Zhang T: Accessible via GEO under accession number GSE108989.

Kang: Accessible via GEO under accession number GSE96583.

Save to the data/raw/scRNAseq_Benchmark_datasets directory.

3.1.2 Download high-confidence gene interaction data

HumanNet GSP: Available for download from HumanNet Search.

BIOGRID v4.4.235: Downloadable from the BioGRID File Repository.

Alliance of Genome Resources Molecular Interaction Datasets: Human and mouse gene interaction data are accessible from the Alliance of Genome Resources.

Save to the data/raw/Network directory.

3.1.3 Download HGNC and MGI

HGNC: https://www.genenames.org/download/archive/

MGI: https://www.informatics.jax.org/downloads/reports/index.html

Save to the data/raw/HGNC and data/raw/MGIdirectory.

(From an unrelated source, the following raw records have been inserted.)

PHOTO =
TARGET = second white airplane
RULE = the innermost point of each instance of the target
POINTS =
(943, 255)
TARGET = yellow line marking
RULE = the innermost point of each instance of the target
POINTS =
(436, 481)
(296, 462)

3.1.4 scRNA-seq preprocessing
  • Initial preprocessing

    In the GitHub project's section 3.1.1, the scRNA-seq datasets are downloaded and require initial preprocessing using the ipynb files in the src/DataProcessing directory. The preprocessing steps include:

    1. Filtering out cell types with fewer than 10 cells and cells with unclear annotations.
    2. Filtering out genes expressed in fewer than 10 cells. After preprocessing, the resulting data should be saved in the dataset/pre_data/scRNA-seq_datasets directory.
  • Five-Fold Cross-Validation Splits

! python src/data_partitioning.py

Optional parameters

  • -expr: Default='dataset/pre_data/scRNAseq_datasets/Muraro.npz', Specify the scRNA-seq dataset.
  • -outdir: Default='dataset/5fold_data/', Specify the output directory.
  • --n_splits: Default=5, Indicates Five-fold cross-validation.

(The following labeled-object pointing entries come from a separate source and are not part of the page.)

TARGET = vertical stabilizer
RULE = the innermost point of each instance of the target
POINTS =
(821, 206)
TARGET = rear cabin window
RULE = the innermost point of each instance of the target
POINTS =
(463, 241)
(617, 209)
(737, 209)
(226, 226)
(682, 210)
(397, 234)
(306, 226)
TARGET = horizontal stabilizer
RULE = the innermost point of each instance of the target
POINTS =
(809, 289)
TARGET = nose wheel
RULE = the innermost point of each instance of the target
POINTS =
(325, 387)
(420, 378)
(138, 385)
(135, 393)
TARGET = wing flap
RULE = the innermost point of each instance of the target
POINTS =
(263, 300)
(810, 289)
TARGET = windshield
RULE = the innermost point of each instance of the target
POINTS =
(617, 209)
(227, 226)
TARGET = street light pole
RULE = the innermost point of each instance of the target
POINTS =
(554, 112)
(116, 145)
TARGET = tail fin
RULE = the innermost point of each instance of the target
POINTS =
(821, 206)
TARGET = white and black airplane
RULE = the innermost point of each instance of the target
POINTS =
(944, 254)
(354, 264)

This step generates a seq_dict.npz file for each dataset located in the result/datasets/ directory. These files are used to store the five-fold cross-validation splits for the corresponding dataset, ensuring consistent and reproducible training and evaluation.

  • Up-sampling

    ! python src/up_sample.py

    Optional parameters

    • -expr: Default='data/pre_data/scRNAseq_datasets/Muraro.npz', Specify the scRNA-seq dataset.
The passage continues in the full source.